A thing was not, in itself, poisonous,
what mattered was the amount of the dose, too much of anything might prove
fatal if wrongly administered, and even evil could drive out evil, if a poison
was correctly administered as a medicine. Everything was interrelated, part of
whole, and the lesser part mirrored the greater part, microcosm and macrocosm,
God was in nature and nature was God, and all creation was a single entity.
A
part of this philosophy meant that all parts of creation had an effect on one
another, so substances that had not previously considered to be medicinal were
examined, including metals, chemicals and minerals – Paracelsus is credited
with giving the metal zinc its name, seeing the sharpness of the
crystals when smelted, he used the old German word zinke meaning
‘pointed’.
In addition, he pioneered the use of iron, sulphur, mercury, arsenic
and antimony, and he discovered that the alkaloids in opium could be more
effectively dissolved in alcohol rather than water, which he developed a
tincture of opium that he called labdanum, a name that later became laudanum.

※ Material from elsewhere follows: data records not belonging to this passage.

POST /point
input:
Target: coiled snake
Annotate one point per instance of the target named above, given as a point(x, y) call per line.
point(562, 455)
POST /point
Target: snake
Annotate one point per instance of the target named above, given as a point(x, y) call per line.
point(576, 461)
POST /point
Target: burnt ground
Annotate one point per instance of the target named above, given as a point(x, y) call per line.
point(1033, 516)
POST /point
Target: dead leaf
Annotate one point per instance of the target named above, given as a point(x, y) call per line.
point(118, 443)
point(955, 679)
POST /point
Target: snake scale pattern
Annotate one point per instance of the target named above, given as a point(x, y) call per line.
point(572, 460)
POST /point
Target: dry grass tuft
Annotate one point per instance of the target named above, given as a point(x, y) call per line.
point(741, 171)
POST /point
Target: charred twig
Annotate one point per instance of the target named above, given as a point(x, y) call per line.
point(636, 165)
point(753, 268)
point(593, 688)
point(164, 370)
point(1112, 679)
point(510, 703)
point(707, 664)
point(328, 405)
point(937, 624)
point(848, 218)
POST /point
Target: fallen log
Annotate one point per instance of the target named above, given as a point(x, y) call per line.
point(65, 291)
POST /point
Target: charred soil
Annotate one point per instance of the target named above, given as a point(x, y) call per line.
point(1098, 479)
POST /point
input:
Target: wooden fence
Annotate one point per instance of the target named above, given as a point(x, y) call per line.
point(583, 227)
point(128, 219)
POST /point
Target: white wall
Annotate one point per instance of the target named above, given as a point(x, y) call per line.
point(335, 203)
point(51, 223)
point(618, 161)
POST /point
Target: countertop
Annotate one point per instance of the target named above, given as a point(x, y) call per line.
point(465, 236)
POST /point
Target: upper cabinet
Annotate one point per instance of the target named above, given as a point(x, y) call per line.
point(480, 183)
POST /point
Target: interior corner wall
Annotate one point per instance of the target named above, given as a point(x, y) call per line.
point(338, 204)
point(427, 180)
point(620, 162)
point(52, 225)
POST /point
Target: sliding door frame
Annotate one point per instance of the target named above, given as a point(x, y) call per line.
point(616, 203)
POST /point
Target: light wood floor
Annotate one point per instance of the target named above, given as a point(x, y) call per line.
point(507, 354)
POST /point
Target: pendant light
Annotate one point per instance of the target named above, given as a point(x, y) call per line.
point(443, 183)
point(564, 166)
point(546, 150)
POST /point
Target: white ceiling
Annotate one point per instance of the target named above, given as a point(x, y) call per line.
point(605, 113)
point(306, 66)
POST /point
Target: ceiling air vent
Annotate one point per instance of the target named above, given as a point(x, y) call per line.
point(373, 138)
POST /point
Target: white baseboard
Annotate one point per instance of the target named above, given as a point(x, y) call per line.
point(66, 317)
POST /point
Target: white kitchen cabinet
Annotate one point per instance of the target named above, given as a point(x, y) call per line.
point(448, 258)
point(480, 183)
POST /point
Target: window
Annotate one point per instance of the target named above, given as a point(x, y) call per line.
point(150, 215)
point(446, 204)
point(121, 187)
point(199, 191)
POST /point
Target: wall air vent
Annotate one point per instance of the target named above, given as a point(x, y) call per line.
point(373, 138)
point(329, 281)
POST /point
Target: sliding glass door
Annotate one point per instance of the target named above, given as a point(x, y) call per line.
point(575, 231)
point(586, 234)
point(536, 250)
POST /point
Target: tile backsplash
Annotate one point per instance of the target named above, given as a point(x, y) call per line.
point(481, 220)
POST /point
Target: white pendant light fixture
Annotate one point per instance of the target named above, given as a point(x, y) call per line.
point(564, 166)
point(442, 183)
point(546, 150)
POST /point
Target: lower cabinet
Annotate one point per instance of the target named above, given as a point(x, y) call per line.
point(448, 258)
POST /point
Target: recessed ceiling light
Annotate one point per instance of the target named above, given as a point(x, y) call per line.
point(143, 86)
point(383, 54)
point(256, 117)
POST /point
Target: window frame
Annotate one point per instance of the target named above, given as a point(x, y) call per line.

Paracelsus had acquired a small quantity of opium in Constantinople and was
rumoured to carry it concealed in the handle of his sword.
Paracelsus - A New Light of Alchymie - 1650 edition |
In a near repeat of
the Lichtenfels’ incident, he was called to the bed of Philip, Margrave of
Baden, who was dangerously ill with dysentery, and cured him within days by the
use of laudanum; the grateful Margrave thrust a jewel into Paracelsus’ hand
when he awoke from his stupor but the household staff turned the physician away
without paying the fee, as it was felt that the cure had happened too
quickly. Paracelsus wore the jewel around his neck ever afterwards, as a
protest and token of the outrage (it can be seen clearly in the later portraits
of him).
Paracelsus by Hirschvogel |
One such portrait, by Hirschvogel and dated 1540, also shows the
effects that a lifetime of travel and upheaval, and of decades of working with
poisonous substances; he is drawn, balding and haggard, looking far older than
a man in his late forties. The following year, in September 1541, Paracelsus
died in a room at the White Horse Inn, Salzburg, after making a comprehensive
will and setting his affairs in order. He was forty-seven years old.
Once more, the rumour mills ground out
salacious stories – he had been murdered by an assassin hired by the doctors of
Salzburg, he had been thrown from a rock by a gang of ruffians, he had been
killed with draughts of poisoned wine, ground glass had been put in his beer,
he had been murdered in a drunken bar-fight, and so on and so forth.
Bust of Paracelsus |
The truth
was that he was a remarkable man, a great scholar, a caring and adept doctor, a
pioneering scientist, a prolific author, a hero of humanism, a restless mind in
a restless body and a much maligned individual. If anyone deserves a
re-evaluation and a restored reputation, it surely must be Philippus Aureolus
Theophrastus Bombastus von Hohenheim.